Northern Ireland

Poet Padraic Fiacc dies a week after visit by President Michael D Higgins

President Higgins visited Fiacc and read his latest poem 'The Prophets are Weeping' to him
President Higgins visited Fiacc and read his latest poem 'The Prophets are Weeping' to him President Higgins visited Fiacc and read his latest poem 'The Prophets are Weeping' to him

POET Pádraic Fiacc, who spent years in the literary wilderness, received a visit from President Michael D Higgins a week before his death aged 94.

The Irish American writer, born Patrick Joseph O'Connor, died peacefully at his care facility in south Belfast late on Monday.
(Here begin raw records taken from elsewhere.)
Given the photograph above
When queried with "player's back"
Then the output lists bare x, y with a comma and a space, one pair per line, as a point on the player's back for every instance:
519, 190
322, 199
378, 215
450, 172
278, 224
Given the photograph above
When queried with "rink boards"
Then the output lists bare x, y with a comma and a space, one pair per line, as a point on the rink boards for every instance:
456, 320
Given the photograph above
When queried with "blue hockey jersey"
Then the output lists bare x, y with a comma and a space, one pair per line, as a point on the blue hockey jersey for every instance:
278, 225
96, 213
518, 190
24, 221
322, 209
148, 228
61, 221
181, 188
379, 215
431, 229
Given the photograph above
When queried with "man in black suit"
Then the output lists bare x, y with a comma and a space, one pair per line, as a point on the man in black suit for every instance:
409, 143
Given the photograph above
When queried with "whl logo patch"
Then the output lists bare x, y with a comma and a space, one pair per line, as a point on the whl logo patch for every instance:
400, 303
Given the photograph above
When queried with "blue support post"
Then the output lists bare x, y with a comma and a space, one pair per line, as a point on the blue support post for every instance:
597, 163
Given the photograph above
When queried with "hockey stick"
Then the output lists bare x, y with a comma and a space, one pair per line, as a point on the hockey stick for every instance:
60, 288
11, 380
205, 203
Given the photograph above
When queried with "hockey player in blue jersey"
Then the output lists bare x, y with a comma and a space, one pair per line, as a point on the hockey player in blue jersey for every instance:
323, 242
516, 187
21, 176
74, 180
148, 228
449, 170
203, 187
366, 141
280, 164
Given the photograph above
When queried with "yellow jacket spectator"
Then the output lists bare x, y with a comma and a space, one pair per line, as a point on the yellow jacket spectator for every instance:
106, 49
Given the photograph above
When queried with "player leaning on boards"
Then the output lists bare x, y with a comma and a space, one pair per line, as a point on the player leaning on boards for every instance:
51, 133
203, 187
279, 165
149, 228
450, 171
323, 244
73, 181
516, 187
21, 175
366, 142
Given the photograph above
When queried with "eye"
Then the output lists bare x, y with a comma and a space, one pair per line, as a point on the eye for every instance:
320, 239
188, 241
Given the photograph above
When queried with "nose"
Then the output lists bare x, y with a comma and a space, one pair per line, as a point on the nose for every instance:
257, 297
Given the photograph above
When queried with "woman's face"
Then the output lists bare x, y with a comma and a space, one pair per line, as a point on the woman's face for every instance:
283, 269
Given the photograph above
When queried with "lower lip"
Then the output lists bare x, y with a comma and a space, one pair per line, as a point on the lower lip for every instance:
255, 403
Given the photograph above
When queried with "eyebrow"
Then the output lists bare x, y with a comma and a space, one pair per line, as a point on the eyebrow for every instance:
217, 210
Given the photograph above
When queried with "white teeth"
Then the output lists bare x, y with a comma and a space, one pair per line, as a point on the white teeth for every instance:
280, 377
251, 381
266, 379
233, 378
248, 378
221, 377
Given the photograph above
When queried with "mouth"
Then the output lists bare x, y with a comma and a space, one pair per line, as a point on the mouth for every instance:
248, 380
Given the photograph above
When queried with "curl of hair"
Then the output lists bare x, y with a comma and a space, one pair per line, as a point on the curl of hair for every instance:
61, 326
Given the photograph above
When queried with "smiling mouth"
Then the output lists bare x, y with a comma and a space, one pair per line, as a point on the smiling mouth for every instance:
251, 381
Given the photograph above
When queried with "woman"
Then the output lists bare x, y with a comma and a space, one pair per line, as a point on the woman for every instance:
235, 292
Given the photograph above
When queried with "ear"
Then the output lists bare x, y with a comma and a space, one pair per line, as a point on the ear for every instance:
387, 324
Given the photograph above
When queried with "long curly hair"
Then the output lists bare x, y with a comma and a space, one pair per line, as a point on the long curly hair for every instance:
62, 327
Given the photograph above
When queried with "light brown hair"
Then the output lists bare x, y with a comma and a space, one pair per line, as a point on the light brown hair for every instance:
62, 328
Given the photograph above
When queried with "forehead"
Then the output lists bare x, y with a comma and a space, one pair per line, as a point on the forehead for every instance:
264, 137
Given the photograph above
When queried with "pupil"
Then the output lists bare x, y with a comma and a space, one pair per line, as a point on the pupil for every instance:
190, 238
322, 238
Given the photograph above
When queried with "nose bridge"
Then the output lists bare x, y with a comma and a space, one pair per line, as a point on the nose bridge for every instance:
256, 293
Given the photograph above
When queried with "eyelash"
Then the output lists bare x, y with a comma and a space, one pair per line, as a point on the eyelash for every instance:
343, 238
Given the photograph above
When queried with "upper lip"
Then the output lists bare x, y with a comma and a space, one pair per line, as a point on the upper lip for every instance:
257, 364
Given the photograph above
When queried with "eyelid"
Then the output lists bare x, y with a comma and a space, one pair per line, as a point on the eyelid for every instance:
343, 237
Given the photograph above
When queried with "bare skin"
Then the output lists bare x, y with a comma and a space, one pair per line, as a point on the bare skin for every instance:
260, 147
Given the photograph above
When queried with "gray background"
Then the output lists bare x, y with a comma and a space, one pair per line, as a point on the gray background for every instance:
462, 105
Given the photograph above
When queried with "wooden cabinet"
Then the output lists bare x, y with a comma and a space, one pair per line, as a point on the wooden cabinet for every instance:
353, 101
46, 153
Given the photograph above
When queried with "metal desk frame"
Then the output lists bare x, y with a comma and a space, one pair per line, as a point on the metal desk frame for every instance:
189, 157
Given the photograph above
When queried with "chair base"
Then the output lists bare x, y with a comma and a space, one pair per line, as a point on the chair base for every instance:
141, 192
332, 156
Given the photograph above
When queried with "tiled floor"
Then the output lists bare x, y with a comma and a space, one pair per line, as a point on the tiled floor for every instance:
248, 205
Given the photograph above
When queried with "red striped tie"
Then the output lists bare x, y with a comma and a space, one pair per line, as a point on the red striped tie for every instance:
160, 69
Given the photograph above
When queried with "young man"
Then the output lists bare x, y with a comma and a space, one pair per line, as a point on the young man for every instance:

He had been frail for some time and was unable to attend an exhibition at Linen Hall Library in Belfast in May which featured his significant body of work.

Dozens of images of him were displayed alongside his works and papers in the major retrospective.

On Sunday January 13, President Higgins visited Fiacc and read his latest poem 'The Prophets are Weeping' to him.

The president has described Pádraic Fiacc as producing poetry of "outstanding originality, where we encounter an honest confrontation with truth and an unflinching engagement with the reality of the everyday".

He presented Fiacc with a copy of his poem, printed on Uachtaráin na hÉireann gold embossed paper and inscribed with a personal message from the president.

President Higgins read one of Fiacc's poems to him and gave him a piece of expertly worked wood, also embossed with 'The Prophets are Weeping' poem.

According to friend and collaborator Michael McKernon, Fiacc was able to say he was "very moved by the visit" and that the poem "struck a resonance with him because it was about the suffering of people in the face of conflict".

The visit was a tribute to the poet, who was born in Belfast in 1924, and is regarded as reinforcing Fiacc's contribution to the Irish literary tradition.

Fiacc lived his maternal grandparents in the Markets area of south Belfast until his family emigrated to the US in the late 1920s where he grew up in Hell's Kitchen, New York City.

He returned to Belfast in 1946 where he lived for four years before returning to New York in 1950.

Fiacc, who summed up his philosophy of life in the contention that “war and poverty are crimes against humanity”, achieved acclaim when he was published in New York in 1948 and won the George Russell (Memorial) Award in the late 1950s.

Local poets would gather at his home in Glengormley on the outskirts of north Belfast and former hostage and writer Brian Keenan wrote his university thesis on Fiacc.

According to Mr McKernon that changed with the outbreak of the Troubles.

"People have said Fiacc saw an opportunity for self-aggrandisement and self-promotion when he wrote poems about the Troubles," he said.

"But those critics missed the sensitive, empathetic heart of Pádraic Fiacc with people undergoing trauma."

He had empathy for soldiers and for civilians, for policemen, "for everyone who was heard", Mr McKernon said.

"He wrote the biggest body of work about the conflict and suffered the traumatic situation of being ostracised by the official arts scene, although he had a group of close friends who supported him," he added.